Digital nerves of hand

Lying immediately deep to the superficial palmar arch are the common palmar digital nerves. They pass distally to the webs, between the slips of the palmar aponeurosis and divide like the arteries into proper palmar digital nerves. Here the nerves lie superficially; they are destined essentially for the sensitive pads at the fingertips. They end dorsally by supplying all five nail beds. The digital arteries, lying dorsal to the digital nerves along the fingers, are directed towards the nail bed, where they are free from the pressure of gripping.

The superficial branch of the ulnar nerve divides into two branches; the medial one supplies the ulnar side of the little finger, the lateral the cleft and adjacent sides of little and ring fingers.

The median nerve enters the palm beneath the flexor retinaculum and divides into three branches.
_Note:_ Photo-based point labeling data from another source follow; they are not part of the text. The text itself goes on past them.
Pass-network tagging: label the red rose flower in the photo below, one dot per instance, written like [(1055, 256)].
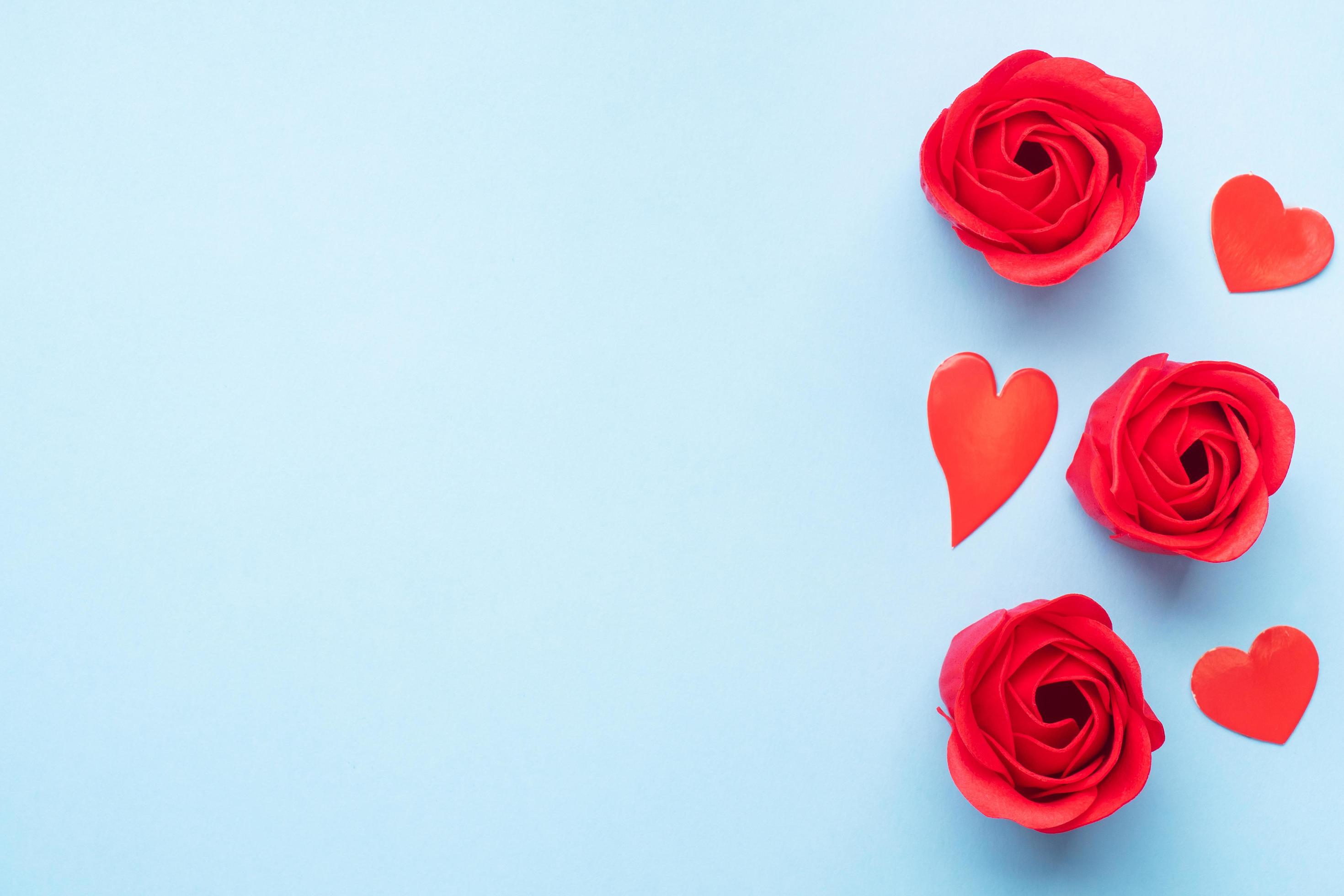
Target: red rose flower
[(1042, 164), (1182, 459), (1049, 723)]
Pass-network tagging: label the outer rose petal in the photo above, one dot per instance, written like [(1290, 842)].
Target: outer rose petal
[(963, 109), (1121, 785), (1056, 268), (1101, 96), (995, 797)]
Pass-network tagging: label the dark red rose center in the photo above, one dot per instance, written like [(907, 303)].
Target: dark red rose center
[(1033, 156), (1062, 700), (1195, 461)]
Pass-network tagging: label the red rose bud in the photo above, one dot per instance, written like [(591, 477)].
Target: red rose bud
[(1042, 164), (1049, 723), (1182, 459)]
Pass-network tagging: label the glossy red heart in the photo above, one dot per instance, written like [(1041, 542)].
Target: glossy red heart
[(987, 443), (1264, 693), (1261, 245)]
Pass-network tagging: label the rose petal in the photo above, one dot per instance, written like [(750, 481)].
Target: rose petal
[(997, 798)]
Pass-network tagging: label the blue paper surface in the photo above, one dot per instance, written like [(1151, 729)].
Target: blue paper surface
[(480, 448)]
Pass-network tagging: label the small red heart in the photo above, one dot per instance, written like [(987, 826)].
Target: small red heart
[(1261, 695), (987, 444), (1261, 245)]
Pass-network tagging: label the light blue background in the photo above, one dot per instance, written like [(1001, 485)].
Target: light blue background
[(480, 449)]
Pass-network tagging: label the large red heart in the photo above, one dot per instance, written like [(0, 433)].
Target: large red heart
[(1264, 693), (1261, 245), (987, 444)]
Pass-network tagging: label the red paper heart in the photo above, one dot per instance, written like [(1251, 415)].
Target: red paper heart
[(1260, 245), (1264, 693), (987, 444)]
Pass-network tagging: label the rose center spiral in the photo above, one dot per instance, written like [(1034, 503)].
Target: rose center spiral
[(1062, 700), (1195, 461), (1033, 156)]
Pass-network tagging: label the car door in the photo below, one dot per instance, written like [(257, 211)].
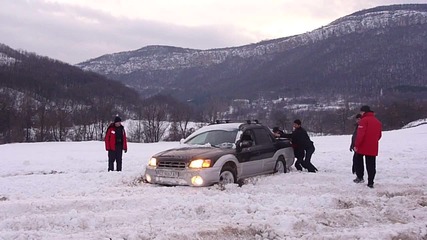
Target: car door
[(249, 157), (266, 149)]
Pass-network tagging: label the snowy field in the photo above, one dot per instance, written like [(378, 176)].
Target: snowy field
[(63, 191)]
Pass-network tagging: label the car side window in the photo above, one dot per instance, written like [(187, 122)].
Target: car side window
[(262, 136), (248, 136)]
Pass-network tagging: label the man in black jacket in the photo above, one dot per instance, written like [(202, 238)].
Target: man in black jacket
[(303, 147)]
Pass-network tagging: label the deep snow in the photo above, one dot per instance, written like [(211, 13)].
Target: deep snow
[(63, 191)]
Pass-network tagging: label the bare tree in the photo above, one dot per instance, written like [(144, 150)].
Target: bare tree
[(155, 115)]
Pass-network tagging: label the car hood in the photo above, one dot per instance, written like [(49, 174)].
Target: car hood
[(186, 154)]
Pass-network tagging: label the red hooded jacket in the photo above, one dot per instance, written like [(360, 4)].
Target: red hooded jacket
[(368, 135), (110, 138)]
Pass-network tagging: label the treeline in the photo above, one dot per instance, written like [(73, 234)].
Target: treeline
[(42, 99)]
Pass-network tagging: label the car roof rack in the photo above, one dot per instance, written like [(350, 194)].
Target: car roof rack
[(255, 121), (219, 121)]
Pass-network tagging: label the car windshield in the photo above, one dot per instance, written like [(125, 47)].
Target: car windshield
[(218, 138)]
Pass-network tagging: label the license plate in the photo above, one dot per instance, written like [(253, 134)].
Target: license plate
[(164, 173)]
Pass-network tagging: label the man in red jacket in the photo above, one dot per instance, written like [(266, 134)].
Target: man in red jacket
[(115, 143), (367, 138)]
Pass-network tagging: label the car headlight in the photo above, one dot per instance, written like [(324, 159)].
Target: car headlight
[(200, 163), (152, 162)]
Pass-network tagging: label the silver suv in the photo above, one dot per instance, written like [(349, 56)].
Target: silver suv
[(221, 153)]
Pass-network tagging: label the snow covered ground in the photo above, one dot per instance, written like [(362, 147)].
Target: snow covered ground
[(63, 191)]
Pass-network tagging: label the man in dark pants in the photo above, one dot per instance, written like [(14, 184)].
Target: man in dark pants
[(353, 140), (367, 141), (115, 143), (303, 146)]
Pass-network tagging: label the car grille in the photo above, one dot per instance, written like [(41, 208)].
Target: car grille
[(171, 164)]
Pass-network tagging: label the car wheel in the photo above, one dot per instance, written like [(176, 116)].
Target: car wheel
[(227, 175), (280, 165)]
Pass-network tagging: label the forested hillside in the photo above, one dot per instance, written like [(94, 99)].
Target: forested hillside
[(41, 99)]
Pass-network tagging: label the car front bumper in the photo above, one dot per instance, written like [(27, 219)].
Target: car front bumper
[(185, 177)]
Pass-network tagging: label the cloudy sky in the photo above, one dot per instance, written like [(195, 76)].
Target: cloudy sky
[(77, 30)]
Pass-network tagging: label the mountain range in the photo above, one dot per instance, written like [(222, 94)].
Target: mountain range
[(372, 53)]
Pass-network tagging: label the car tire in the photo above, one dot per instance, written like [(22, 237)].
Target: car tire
[(227, 175), (280, 166)]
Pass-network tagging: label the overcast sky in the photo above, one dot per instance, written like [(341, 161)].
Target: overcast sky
[(77, 30)]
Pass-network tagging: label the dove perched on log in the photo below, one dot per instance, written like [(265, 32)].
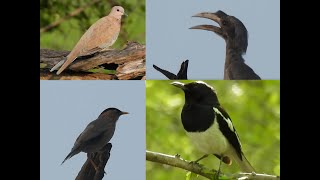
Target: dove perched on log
[(101, 35)]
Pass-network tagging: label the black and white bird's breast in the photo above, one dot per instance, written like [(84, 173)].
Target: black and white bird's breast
[(204, 132)]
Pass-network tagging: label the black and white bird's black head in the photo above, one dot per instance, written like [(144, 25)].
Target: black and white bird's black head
[(112, 112), (231, 29)]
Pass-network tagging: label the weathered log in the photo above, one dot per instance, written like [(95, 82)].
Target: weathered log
[(129, 63)]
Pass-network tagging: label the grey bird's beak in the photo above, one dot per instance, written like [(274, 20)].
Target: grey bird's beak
[(124, 113), (178, 85), (213, 16)]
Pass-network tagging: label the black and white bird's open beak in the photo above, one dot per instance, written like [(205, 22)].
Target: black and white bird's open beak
[(122, 113), (178, 85), (213, 16)]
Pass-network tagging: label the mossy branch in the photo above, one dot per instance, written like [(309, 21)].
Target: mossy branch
[(177, 161)]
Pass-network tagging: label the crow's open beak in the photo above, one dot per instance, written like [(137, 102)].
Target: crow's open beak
[(124, 113), (213, 16)]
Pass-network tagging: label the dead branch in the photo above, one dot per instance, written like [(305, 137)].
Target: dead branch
[(88, 172), (129, 63)]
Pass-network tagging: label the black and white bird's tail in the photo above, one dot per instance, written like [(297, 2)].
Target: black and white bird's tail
[(244, 164)]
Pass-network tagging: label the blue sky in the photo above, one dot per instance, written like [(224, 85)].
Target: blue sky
[(66, 107), (170, 41)]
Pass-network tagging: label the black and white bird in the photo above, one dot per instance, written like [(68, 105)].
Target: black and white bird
[(97, 134), (209, 126)]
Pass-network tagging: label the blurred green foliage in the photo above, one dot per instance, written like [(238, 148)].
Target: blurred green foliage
[(66, 35), (254, 107)]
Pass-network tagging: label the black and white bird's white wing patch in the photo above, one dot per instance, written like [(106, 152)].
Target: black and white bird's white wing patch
[(227, 129), (239, 70)]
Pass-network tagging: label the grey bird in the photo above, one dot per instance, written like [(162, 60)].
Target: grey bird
[(97, 134), (235, 34)]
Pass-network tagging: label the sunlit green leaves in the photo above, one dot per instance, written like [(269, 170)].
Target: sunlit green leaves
[(254, 107)]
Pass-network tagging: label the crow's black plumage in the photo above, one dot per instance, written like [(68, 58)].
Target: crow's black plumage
[(182, 74), (209, 126), (235, 34)]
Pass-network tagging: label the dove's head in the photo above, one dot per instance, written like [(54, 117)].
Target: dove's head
[(117, 12)]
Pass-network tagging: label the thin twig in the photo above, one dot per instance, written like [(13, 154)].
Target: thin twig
[(177, 161)]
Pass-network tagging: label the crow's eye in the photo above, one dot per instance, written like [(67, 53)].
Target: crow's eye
[(224, 22)]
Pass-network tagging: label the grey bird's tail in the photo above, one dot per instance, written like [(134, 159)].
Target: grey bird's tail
[(72, 153), (244, 164)]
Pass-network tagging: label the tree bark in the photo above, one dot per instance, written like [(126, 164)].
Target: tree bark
[(177, 161), (129, 63), (88, 172)]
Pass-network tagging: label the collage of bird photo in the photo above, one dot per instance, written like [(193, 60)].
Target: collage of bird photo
[(158, 90)]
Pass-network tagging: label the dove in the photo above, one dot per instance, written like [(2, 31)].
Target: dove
[(100, 35)]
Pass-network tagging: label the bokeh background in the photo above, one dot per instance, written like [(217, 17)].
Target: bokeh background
[(254, 107), (66, 34)]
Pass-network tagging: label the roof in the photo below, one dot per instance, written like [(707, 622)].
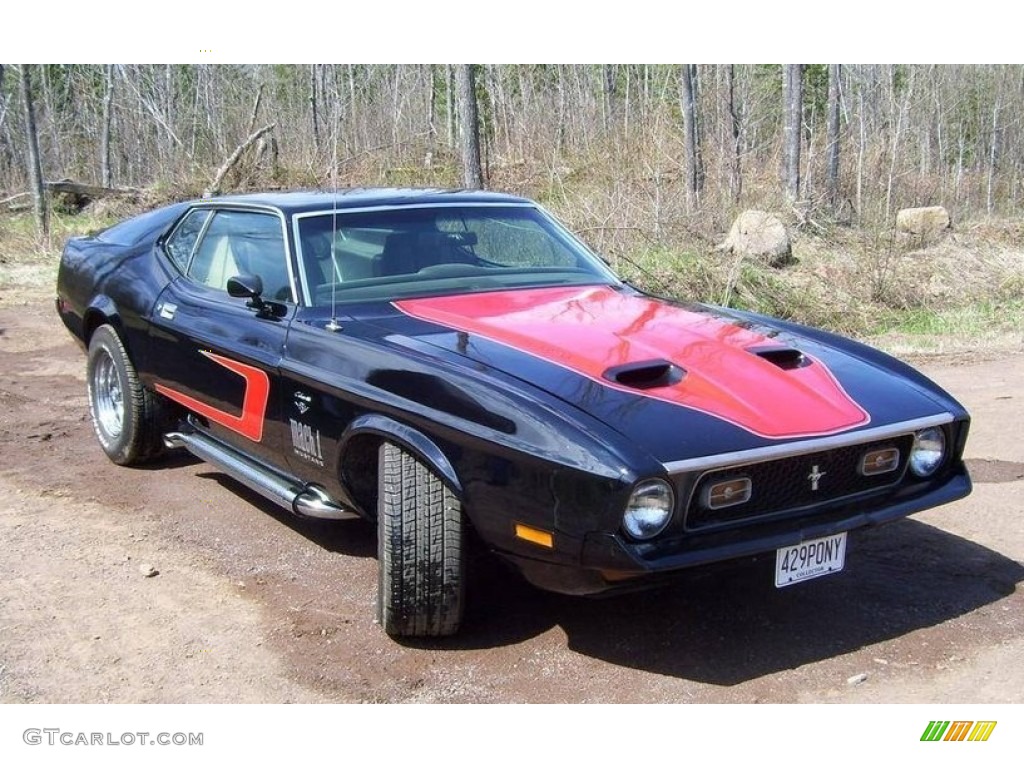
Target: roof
[(310, 200)]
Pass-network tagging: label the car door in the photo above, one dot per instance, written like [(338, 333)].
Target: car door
[(216, 354)]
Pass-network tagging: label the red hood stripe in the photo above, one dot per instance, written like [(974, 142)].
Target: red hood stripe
[(592, 329)]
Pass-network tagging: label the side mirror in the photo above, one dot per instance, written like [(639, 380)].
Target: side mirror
[(248, 287)]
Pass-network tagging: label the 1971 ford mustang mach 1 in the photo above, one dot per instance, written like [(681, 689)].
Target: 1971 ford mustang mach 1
[(448, 363)]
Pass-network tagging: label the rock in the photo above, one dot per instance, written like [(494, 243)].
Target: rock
[(928, 223), (761, 236)]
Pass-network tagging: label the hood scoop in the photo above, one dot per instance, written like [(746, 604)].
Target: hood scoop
[(786, 358), (645, 374)]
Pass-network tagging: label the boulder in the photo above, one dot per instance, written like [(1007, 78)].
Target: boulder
[(761, 236), (929, 222)]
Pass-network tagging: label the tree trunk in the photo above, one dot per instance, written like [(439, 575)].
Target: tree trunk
[(105, 175), (691, 134), (471, 172), (832, 176), (450, 104), (6, 155), (312, 107), (608, 94), (793, 99), (735, 170), (35, 170), (431, 108)]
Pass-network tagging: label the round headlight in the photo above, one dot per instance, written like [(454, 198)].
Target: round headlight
[(928, 452), (648, 510)]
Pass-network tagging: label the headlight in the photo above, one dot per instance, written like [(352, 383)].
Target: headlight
[(648, 510), (928, 452)]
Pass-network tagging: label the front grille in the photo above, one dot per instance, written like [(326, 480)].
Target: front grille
[(794, 483)]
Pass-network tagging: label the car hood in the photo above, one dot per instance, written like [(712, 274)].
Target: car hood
[(680, 380)]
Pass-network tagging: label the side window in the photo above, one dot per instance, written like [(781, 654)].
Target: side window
[(243, 243), (182, 241)]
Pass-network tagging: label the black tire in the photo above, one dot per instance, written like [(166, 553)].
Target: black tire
[(421, 548), (128, 419)]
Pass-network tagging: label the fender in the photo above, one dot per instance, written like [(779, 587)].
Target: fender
[(101, 310), (408, 437)]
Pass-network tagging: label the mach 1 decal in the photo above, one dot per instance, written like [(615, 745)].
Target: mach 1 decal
[(727, 370), (250, 423)]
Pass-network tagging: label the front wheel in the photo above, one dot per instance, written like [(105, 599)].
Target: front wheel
[(421, 548), (126, 417)]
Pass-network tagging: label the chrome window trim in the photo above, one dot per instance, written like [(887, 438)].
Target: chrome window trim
[(755, 456), (216, 207), (599, 262), (163, 241)]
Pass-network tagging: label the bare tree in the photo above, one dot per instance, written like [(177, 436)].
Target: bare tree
[(313, 116), (833, 138), (735, 170), (105, 176), (691, 133), (471, 173), (793, 100), (35, 169)]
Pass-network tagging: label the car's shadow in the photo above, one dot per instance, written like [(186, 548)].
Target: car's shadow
[(725, 627)]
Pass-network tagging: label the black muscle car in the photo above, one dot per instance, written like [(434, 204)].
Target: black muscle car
[(445, 363)]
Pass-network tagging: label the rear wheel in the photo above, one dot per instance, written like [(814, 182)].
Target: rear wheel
[(127, 418), (421, 547)]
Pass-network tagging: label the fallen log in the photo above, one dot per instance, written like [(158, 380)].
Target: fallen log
[(214, 188)]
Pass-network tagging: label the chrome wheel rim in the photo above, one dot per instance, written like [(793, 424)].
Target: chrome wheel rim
[(108, 397)]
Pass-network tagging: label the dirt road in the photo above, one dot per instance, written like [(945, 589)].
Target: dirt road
[(252, 605)]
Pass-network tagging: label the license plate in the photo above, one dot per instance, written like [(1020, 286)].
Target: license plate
[(806, 560)]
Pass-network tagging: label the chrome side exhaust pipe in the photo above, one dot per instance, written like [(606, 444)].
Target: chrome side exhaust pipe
[(303, 501)]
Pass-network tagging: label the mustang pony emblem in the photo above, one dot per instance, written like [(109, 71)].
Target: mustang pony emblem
[(815, 476)]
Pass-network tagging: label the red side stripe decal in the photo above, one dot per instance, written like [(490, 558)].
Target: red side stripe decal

The medial branch divides into two and supplies the cleft and adjacent sides of ring and middle fingers and the cleft and adjacent sides of middle and index fingers. The latter branch supplies the second lumbrical muscle. The lateral branch supplies the radial side of the index, the whole of the thumb and its web on the palmar surface and distal part of the dorsal surface. The branch to the index supplies the first lumbrical.

The highly important muscular (recurrent) branch curls upwards from around the distal border of the flexor retiĀ­naculum to supply the thenar muscles. To reach these muscles the nerve passes superficial to the tendon of flexor pollicis longus. Incision of the sheath will endanger the nerve if the cut is not kept sufficiently distal.